On-Street Parking and Loading
Roadways in dense cities or old inner-city areas are not designed to handle large traffic volumes and the on-street parking generated. Appropriate curb allocation is essential to reduce congestion and improve environmental conditions(Nourinejad et al. 2013). The main challenge is that the demand for curb space exceeds capacity because cars, buses, and freight vehicles all need access to the curb. From a strictly economic point of view, however, freight vehicles and buses should have first priority for curb space. Freight vehicles need to park close to their customers, as the cost of walking freight from truck to customers is very high; parking further away reduces the size of the loads drivers carry, all of which increases delivery and parking times. Moreover, freight vehicles produce more congestion than smaller passenger cars do, so it makes sense to get them off the roads. Similarly, fostering transit use requires that bus stops be strategically placed in high-demand locations, and that single-occupant vehicle use be discouraged by making it less convenient. Obviously however, political reasons may argue for exactly the opposite. The initiatives presented in this subsection deal with on-street parking and loading in a variety of ways.
Off-Street Parking and Loading
These initiatives address parking in areas other than on-the-streets.

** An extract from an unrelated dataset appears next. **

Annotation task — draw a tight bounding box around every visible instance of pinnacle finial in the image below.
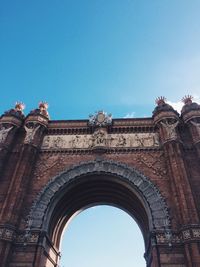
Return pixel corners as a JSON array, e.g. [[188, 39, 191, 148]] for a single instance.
[[155, 96, 167, 106], [39, 101, 49, 110], [182, 95, 193, 105], [39, 101, 49, 118], [15, 101, 25, 112]]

A lack of parking, curb space, and/or loading facilities at establishments receiving freight, may require governmental agencies or planning organizations to mandate the use of staging areas. Such requirements should foster the development or implementation of on-site and off-street areas at businesses or facilities that regularly receive freight. However, there are locations where this may not be a feasible option; thus, the establishment of common loading areas for sites that are large traffic generators or for other multi-tenant facilities may be a viable option (Federal Highway Administration 2012b). Alternatively, municipalities might foster the development of nearby delivery or staging areas that could serve as urban transshipment platforms. These areas could be implemented at public or private parking lots, empty lots, or other spaces that could accommodate a number of freight vehicles to conduct loading and unloading activities. At these staging areas, cargo could be unloaded from the freight vehicles and loaded to trolleys, carts, or other vehicles for last mile distribution. In Bordeaux, France, nearby delivery areas have been established together with additional services such as dedicated personnel to assist in the dispatching of shipments. These areas can accommodate between three to five freight vehicles (about 30 meters wide) (BESTUFS 2007). The challenge involved in establishing these areas is securing the necessary space. The staging area design also needs to take into consideration possible conflicts with nearby residents.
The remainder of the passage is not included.